Core Competencies for MS degree Programs

  1. Disciplinary and interdisciplinary knowledge: Master’s students should develop core disciplinary knowledge and the ability to work between disciplines.
  2. Professional competencies: Master’s students should develop abilities defined by a given profession (e.g., licensing, other credentials).
  3. Foundational and transferrable skills: Master’s students should develop skills that transcend disciplines and are applicable in any context, such as communications, leadership, and working in teams. These dimensions are especially critical as the lines that traditionally define scientific and engineering disciplines become blurred—and more scientific research and application are characterized by the convergence of disciplines.
  4. Research: Master’s students should develop the ability to apply the scientific method, understand the application of statistical analysis, gain experience in conducting research and other field studies, learn about and understand the importance of research responsibility and integrity, and engage in work-based learning and research in a systematic manner.
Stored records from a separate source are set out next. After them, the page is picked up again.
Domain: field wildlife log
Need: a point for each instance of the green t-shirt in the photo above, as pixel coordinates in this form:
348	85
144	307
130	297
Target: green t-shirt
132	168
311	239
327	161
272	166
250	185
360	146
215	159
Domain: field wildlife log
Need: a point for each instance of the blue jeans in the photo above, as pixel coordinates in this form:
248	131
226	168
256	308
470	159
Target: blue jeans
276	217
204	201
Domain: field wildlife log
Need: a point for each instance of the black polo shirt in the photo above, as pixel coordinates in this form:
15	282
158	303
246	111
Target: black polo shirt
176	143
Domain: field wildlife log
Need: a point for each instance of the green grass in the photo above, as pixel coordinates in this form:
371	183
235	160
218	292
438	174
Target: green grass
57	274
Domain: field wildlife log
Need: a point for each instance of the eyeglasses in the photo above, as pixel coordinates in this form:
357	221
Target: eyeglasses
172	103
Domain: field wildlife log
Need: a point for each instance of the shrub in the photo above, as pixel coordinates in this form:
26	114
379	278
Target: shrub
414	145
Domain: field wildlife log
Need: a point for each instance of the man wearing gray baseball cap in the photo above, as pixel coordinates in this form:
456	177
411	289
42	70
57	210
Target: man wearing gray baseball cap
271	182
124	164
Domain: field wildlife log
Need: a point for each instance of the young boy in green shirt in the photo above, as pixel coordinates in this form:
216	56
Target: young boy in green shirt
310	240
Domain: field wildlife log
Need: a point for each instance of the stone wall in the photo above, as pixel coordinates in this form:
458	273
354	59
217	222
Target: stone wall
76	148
 Core Competencies for PhD Degreee Programs

  1. Develop Scientific and Technological Literacy and Conduct Original Research
    • Develop deep specialized expertise in at least one STEM discipline.
    • Acquire sufficient transdisciplinary literacy to suggest multiple conceptual and methodological approaches to a complex problem.
    • Identify an important problem and articulate an original research question.
    • Design a research strategy, including relevant quantitative, analytical, or theoretical approaches, to explore components of the problem and begin to address the question.
    • Evaluate outcomes of each experiment or study component and select which outcomes to pursue and how to do so through an iterative process.
    • Adopt rigorous standards of investigation and acquire mastery of the quantitative, analytical, technical, and technological skills required to conduct successful research in the field of study.
    • Learn and apply professional norms and practices of the scientific or engineering enterprise, the ethical responsibilities of scientists and engineers within the profession and in relationship to the rest of society, as well as ethical standards that will lead to principled character and conduct.
  2. Develop Leadership, Communication, and Professional Competencies
    • Develop the ability to work in collaborative and team settings involving colleagues with expertise in other disciplines and from diverse cultural and disciplinary backgrounds.
    • Acquire the capacity to communicate, both orally and in written form, the significance and impact of a study or a body of work to all STEM professionals, other sectors that may utilize the results, and the public at large.
    • Develop professional competencies, such as interpersonal communication, budgeting, project management, or pedagogical skills that are needed to plan and implement research projects.